Na segunda-feira, as categorias sub-17 e sub-15 retomam os trabalhos com a presença de dois dos três feridos, Francisco Diogo e Cauan Emanuel.
O QUE JÁ SE SABE
— O Flamengo não tinha alvará de funcionamento do Ninho do Urubu na ocasião do incêndio. A Prefeitura multou o Flamengo desde outubro de 2017, mas não interditou o CT. O Bombeiro não havia concedido o Certificado de Autorização para o Ninho. Com a nova vistoria após o acidente, o Bombeiro pediu novo projeto contra incêndio. A Prefeitura interditou o Ninho do Urubu no dia 27 de fevereiro.
— A Perícia da Polícia Civil constatou que o fogo começou em um ar-condicionado do contêiner. A entidade descartou, porém, que o alojamento provisório tivesse material inflamável na estrutura. O Flamengo informou que os ar-condicionados do contêiner tinham disjuntores individuais e passaram por manutenção.
— O Flamengo teve duas tentativas de acordo frustradas com as famílias das dez vítimas da tragédia. A primeira através do Ministério Público e Defensoria Pública. A segunda através do Tribunal de Justiça. Agora, o clube negocia individualmente com algumas famílias, e já chegou a um acordo pelo menos.

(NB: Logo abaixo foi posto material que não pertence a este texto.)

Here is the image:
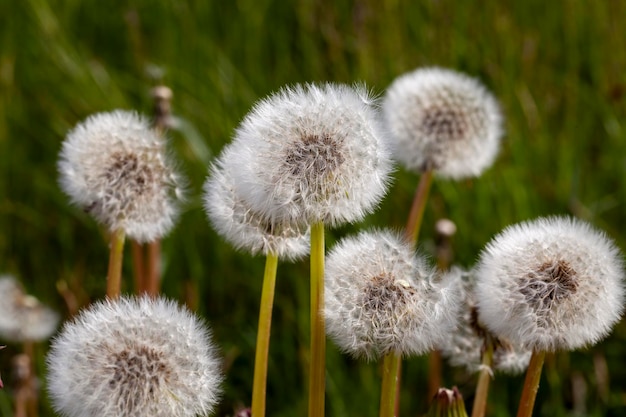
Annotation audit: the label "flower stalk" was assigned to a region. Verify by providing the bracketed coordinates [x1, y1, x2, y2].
[107, 228, 126, 299]
[472, 337, 493, 417]
[379, 351, 402, 417]
[517, 350, 546, 417]
[309, 222, 326, 417]
[252, 254, 278, 417]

— O Ministério Público solicitou interdição do CT e bloqueio de R$ 57 milhões para indenizações ás famílias das vítimas. O Flamengo se defendeu, e o Juizado do Torcedor vai se manifestar sobre o pedido na próxima semana. Antes, a 1 Vara de Infância proibiu a presença de atletas menores de idade no CT.
— Na única entrevista sobre o tema, o presidente Rodolfo Landim informou que o Flamengo teve, em 2012, alvará para utilização do Ninho do Urubu com módulos iguais ao que pegou fogo. Segundo o dirigente, quando houve as obras dos novos módulos, o clube pediu a autorização ao Corpo de Bombeiros, em 2017. Varias exigências foram feitas. Mas nunca foi dada a licença.
— A Polícia Civil já ouviu uma série de dirigentes e funcionários do Flamengo, como um segurança e três profissionais de limpeza que testemunharam o incêndio naquela madrugada. Também foi ouvida uma representante da empresa NHJ, fabricante dos contêineres. O inquérito estava previsto para durar pelo menos 30 dias.
PERGUNTAS AINDA NÃO ESCLARECIDAS
1- Por que o alojamento provisório nunca constou no projeto enviado à Prefeitura?
2 – Por que o clube não apresentou o alojamento de contêineres nas visitas dos Bombeiros?
3 – Havia algum alarme de incêndio, brigada ou proteção para fogo no local do incêndio?
4 – Por que o Flamengo manteve os garotos em um alojamento sem alvará?
5 – Por que o Ninho ficou aberto mesmo depois de a Prefeitura interditá-lo em 2017?
6 – Por que o Flamengo não interrompeu os treinos no CT após o acidente?
7 – O clube pretende abrir uma investigação interna em seu Conselho Deliberativo?
8 – Há alguma avaliação de responsáveis entre funcionários e dirigentes?
8 – Quem decidiu alojar a base em contêineres?
10 – A decisão de alojar crianças naquela estrutura foi avalizada por especialista?
11 – Há um laudo que demonstre que o incêndio foi causado pelos picos de luz naquela noite?
12 – Onde está o documento que prova que houve vistoria no ar-condicionado naquela semana?